Everything at Kidspot is about striking the right balance. The NewsLifeMedia parenting website markets itself as the destination for “information and advice to help mums and dads through every stage”.
“We focus on providing informative content that is going to reach out to mums”
Parents’ journey with Kidspot begins from the time they are trying to conceive and continues until their kids turn 18, new editor Melissa Wilson told Mediaweek, six weeks into her job.
“We focus on providing informative content that is going to reach out to mums,” she said. “It doesn’t matter if it’s in print or online, your content needs to be engaging. It needs to tap into what mums are wanting at the time.”
Gauging what information mums are looking for at a particular point in time is difficult, Wilson admitted, using her own experience as an example.
“Mums are crazy busy. I am a mum myself and my little one just turned one. The challenge there is finding content that is going to cut through,” she said.
Kidspot content appears in multiple News Corp metro and local mastheads including The Daily Telegraph and the Herald Sun. The publisher’s national Saturday magazine Best Weekend, which relaunched earlier this year, also has Kidspot branded content as part of its offering. (Read Mediaweek’s conversation with The Saturday Daily Telegraph editor Jeni O’Dowd on establishing BW at Mediaweek.com.au.)
Starting from September 5, Kidspot content will also appear in 11 of Melbourne’s Leader Community Newspapers titles as part of the newly added lifestyle section.

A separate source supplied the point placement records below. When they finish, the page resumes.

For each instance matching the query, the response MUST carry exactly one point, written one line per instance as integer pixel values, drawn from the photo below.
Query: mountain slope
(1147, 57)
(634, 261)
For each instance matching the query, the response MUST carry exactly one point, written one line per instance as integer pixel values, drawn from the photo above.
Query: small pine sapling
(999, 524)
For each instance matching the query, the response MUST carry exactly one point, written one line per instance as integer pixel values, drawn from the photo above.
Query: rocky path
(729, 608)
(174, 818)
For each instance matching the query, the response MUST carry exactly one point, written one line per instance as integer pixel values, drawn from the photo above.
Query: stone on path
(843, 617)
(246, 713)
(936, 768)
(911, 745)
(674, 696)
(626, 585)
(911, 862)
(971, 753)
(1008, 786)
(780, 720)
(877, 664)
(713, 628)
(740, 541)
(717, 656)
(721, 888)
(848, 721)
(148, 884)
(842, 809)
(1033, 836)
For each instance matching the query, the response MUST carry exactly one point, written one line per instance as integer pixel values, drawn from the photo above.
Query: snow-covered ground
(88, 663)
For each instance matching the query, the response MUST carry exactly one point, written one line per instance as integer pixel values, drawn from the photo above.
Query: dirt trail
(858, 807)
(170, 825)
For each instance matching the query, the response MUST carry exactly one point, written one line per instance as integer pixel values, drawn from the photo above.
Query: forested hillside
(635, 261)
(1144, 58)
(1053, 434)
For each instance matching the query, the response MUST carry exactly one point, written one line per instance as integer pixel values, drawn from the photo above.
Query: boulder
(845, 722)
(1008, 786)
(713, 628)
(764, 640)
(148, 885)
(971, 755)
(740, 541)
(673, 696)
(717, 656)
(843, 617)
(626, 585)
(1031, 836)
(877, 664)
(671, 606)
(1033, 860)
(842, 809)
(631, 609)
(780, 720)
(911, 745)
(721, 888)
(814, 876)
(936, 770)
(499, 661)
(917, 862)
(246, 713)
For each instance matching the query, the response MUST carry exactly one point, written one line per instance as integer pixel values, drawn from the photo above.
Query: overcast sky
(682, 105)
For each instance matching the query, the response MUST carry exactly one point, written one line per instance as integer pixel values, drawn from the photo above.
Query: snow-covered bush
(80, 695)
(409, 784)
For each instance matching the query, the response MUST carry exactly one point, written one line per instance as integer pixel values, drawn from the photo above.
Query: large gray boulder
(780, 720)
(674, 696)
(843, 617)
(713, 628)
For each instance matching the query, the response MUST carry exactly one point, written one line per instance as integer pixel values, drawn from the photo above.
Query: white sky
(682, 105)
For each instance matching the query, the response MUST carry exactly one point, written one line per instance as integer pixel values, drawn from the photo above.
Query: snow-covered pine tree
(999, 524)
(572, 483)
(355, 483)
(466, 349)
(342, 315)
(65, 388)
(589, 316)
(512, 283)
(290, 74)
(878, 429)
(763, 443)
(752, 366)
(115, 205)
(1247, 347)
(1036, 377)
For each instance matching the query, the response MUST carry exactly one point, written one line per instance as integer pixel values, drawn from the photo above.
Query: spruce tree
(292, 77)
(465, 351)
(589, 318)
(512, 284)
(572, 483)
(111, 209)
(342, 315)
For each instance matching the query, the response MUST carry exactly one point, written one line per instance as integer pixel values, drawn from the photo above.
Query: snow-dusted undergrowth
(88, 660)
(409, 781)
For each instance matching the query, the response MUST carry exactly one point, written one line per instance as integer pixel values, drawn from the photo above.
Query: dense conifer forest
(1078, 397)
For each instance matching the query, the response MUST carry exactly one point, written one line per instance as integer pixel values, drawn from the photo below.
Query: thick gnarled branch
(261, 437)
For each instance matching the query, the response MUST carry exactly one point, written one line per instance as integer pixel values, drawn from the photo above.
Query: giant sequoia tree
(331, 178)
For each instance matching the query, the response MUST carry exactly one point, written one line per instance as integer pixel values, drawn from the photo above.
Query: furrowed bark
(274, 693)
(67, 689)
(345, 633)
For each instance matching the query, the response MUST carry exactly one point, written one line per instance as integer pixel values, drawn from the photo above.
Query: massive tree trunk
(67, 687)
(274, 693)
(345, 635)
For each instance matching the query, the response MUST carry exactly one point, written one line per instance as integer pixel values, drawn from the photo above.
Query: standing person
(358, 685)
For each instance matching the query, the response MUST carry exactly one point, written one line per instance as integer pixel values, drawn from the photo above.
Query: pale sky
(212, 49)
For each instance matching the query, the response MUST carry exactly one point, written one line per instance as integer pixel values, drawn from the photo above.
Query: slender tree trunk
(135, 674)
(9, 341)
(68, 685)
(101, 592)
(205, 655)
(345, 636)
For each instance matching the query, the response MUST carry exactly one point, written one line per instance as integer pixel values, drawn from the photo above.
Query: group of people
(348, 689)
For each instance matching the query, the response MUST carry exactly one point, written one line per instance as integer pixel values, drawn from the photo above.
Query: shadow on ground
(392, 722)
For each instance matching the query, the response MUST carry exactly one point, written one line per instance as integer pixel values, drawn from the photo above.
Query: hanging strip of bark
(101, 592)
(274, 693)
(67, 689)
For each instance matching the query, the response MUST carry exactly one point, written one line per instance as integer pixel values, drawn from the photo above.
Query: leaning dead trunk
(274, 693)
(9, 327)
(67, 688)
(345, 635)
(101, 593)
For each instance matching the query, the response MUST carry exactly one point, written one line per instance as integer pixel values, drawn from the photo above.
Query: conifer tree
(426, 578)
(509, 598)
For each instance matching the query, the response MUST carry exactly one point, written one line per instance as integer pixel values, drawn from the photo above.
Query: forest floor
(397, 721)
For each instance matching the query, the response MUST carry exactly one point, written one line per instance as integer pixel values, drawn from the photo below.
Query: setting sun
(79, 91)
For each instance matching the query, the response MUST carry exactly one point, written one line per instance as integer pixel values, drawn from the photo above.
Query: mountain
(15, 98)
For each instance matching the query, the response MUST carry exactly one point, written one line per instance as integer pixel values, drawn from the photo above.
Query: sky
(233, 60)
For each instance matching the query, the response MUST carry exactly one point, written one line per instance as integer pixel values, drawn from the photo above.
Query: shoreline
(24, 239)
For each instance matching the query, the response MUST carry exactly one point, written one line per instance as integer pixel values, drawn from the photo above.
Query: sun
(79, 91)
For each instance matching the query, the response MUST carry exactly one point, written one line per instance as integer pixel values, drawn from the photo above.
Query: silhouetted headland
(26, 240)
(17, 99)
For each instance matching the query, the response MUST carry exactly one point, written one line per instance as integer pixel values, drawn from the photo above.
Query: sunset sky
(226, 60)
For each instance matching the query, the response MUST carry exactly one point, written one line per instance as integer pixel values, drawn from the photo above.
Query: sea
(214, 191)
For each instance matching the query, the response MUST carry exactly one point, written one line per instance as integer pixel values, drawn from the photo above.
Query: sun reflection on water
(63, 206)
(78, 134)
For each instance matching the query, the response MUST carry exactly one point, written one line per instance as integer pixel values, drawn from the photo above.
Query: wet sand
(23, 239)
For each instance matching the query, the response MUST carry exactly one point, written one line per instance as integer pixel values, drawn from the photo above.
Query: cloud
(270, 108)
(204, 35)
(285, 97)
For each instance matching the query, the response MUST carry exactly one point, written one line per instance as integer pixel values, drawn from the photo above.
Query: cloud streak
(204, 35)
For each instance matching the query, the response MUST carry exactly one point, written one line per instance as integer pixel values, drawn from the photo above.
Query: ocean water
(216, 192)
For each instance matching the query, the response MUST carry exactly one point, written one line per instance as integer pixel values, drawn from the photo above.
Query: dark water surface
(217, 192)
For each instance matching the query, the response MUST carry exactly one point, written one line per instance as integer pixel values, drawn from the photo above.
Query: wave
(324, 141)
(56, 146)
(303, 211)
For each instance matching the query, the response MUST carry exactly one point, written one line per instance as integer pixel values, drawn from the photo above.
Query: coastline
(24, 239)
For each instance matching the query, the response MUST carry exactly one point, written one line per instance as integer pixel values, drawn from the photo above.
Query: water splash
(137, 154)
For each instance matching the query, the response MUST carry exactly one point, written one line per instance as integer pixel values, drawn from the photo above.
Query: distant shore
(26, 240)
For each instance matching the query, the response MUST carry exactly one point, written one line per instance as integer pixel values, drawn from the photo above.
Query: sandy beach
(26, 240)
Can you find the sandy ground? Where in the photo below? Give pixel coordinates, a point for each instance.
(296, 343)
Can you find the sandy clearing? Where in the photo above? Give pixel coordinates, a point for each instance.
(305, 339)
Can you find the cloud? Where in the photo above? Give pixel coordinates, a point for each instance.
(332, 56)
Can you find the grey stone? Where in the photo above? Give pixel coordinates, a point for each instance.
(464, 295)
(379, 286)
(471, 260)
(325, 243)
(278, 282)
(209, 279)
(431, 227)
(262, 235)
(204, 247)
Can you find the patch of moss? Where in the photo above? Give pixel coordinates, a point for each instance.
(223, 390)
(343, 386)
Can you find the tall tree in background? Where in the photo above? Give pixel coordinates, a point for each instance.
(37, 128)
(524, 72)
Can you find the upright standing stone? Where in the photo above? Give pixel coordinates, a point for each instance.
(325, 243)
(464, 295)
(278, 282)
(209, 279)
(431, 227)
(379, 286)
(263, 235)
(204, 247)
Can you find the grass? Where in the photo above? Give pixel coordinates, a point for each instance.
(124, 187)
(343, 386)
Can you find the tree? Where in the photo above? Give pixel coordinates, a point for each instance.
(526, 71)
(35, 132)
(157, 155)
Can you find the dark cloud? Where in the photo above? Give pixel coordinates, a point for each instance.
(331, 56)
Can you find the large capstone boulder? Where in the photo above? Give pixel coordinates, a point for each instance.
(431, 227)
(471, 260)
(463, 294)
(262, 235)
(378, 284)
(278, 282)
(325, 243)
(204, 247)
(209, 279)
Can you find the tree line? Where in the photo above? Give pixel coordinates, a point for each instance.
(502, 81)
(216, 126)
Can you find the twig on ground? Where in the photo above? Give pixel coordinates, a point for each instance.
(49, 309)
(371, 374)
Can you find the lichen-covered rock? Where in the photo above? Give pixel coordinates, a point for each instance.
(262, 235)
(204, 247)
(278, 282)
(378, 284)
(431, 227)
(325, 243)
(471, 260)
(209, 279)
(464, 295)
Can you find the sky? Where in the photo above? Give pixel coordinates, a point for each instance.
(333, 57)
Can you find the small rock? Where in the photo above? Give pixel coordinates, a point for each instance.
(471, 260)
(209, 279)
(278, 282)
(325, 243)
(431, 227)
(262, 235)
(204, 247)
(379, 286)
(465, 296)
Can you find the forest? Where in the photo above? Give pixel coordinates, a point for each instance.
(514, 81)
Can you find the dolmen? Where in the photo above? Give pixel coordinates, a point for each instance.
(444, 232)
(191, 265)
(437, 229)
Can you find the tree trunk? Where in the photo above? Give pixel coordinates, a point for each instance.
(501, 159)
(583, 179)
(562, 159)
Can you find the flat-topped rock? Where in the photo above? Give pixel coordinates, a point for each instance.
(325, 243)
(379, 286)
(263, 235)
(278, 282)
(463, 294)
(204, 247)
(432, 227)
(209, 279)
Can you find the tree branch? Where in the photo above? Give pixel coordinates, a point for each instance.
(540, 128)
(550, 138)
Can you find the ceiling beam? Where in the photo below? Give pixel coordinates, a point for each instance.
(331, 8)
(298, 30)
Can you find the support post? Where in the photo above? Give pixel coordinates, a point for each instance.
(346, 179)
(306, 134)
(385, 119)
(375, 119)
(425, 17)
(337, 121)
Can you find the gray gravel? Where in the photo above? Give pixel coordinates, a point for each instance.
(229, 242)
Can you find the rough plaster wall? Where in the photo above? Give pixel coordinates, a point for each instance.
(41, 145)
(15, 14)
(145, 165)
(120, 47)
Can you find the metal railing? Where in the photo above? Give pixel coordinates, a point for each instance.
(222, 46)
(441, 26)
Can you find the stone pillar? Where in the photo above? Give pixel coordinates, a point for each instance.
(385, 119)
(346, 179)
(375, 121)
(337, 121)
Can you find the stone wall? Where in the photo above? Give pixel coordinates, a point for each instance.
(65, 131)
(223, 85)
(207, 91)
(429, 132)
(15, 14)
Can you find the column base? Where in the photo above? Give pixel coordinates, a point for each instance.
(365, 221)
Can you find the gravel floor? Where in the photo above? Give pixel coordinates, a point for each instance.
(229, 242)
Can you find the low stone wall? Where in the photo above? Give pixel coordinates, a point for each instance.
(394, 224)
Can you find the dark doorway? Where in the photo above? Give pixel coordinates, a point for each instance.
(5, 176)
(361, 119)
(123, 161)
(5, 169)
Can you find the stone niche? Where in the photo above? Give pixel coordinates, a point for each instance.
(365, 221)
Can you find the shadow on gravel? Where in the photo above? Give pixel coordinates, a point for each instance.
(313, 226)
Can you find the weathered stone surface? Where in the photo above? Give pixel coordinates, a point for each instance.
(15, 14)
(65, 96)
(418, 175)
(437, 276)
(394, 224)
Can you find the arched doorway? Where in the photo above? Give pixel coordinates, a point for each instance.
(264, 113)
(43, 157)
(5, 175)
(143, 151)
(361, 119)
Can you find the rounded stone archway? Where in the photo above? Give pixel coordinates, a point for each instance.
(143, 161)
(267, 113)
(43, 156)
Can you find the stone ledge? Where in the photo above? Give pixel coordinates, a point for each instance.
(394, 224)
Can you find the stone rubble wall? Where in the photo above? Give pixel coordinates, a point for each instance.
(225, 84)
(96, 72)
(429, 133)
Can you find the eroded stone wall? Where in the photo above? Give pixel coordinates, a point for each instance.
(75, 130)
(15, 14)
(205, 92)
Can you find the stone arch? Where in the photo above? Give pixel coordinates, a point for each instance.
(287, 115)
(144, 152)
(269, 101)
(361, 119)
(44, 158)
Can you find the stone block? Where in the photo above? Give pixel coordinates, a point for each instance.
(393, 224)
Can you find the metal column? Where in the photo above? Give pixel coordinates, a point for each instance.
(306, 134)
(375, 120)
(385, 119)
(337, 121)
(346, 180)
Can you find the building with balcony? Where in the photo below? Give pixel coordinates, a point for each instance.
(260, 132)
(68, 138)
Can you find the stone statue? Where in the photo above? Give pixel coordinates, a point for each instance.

“For us, it’s about finding the broad content that will have maximum appeal, get the cut through, get engagement from readers, inform them, excite them, entertain them and get them talking,” she said. “Being a mum, you don’t always just want to read about parenting stuff.
“We are going to sometimes cover topics that are in the social conversation, and at times also move forward to try to start those conversations and not just ride the wave of what everybody else is talking about.”
An effective way of communicating to readers who are at times juggling three lives in one (parenting, professional and social) is to talk in a way that resonates with them and where they are in their lives, Wilson commented.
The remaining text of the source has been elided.